What are some components to nursing residency? In addition to the normal orientation process, transition programs should be at least one-year in length, include peer-to-peer interaction, debriefing, self-reflection, mentor support programs, (Chappell, 2014) and skills development. Trepanier et al (2012) described components to nursing residency that consisted of five categories didactic direct instruction, clinical immersion and competency validation, looping, mentoring, and supportive debriefing. A brief description of each follows. The didactic direct instruction and case study takes 15-20% of RN residency incorporating core concepts and multispecialty classes such as 12 lead ECG. Clinical immersion and competency validation process promotes the application of content. At this phase, the new graduate is not primarily responsible for direct patient care, but works under close supervision of the preceptor. Looping is a term used to describe the floating of new graduates to floors outside their dedicated learning unit where patients may have been transferred or admitted to the dedicated learning unit. For example, if the dedicated learning unit is the intensive care unit then time may be spent in the emergency department and the operating room. Supportive mentoring includes assigned mentor circle groups that are facilitated by experienced RNs and includes special topics such as career development. Supportive debriefing allows new graduates to discuss their experiences and voice their feelings (Trepanier et al., 2012).
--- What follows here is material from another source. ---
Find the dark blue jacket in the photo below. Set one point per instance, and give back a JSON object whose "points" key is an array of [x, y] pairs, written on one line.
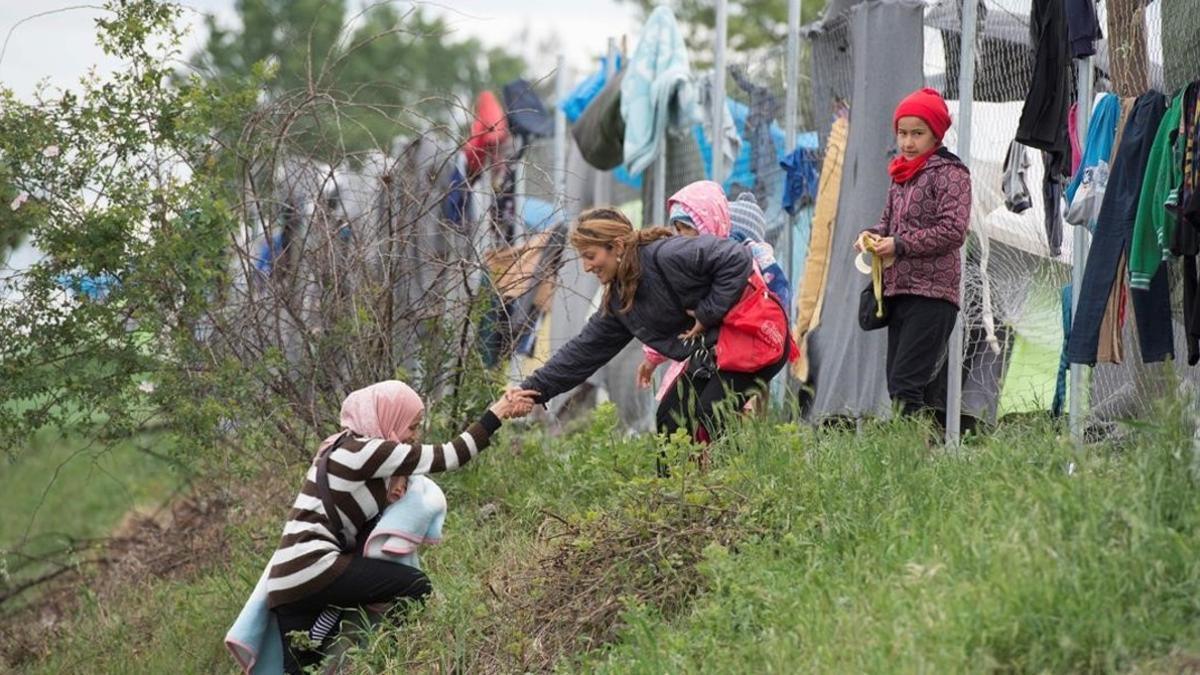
{"points": [[708, 274]]}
This article has highlighted many of the limitations to the training of student nurses in nursing school and the inadequacies of hospital orientation for the new graduate nurse. New graduate RN residency programs are a human capital project that assists not only nurses, but also improves patient outcomes. Kelly (2014) reported shorter patient length of stay (LOS) when RNs worked on the same unit for at least one year. Nurse residency programs are a worthwhile investment that requires more resource, funding and further consideration by nurse leadership and hospital organizations.
References
Beecroft, P., Kunzman, L., & Krozek, C. (2001). RN internship: Outcomes of a one-year pilot program. Journal of Nursing Administration, 31(12), 575-582.
Bowles, C., & Candela, L. (2005). First job experiences of recent RN graduates. JONA, 35(3), 130-137.
Chappell, K. (2014). The value of RN residency and fellowship programs for Magnet Hospitals. JONA, 44(6), 313-314.
Halfer, D., & Graf, E. (2006). Graduate nurse perceptions of the work experience. Nurse Economics, 24(3), 150-155.
The HSM Group, Ltd. (2002) Acute care hospital survey of RN vacancy and turnover rates in 2000. JONA, 32(9), 437-439.
The Johns Hopkins University. (n.d.). The four founding physicians. Johns Hopkins Medicine. Retrived on June 18, 2014 from https://www.hopkinsmedicine.org/about/history/history5.html
Kelly, J.C. (2014). Nurse tenure, education linked to shorter hospital stays. American Economic Journal: Applied Economics, 6, 231-259.
Kramer, M. (1974). Reality shock: Why nurses leave nursing. St. Louis, MO: Mosby.
Mennick, F. (2007). Keeping new RNs in their jobs. American Journal of Nursing, 107(12), 21.
Trepanier,S., Early, S., Ulrich, B., & Cherry, B. (2012). New graduate nurse residency program. Nurse Economics, 30(4), 207-214.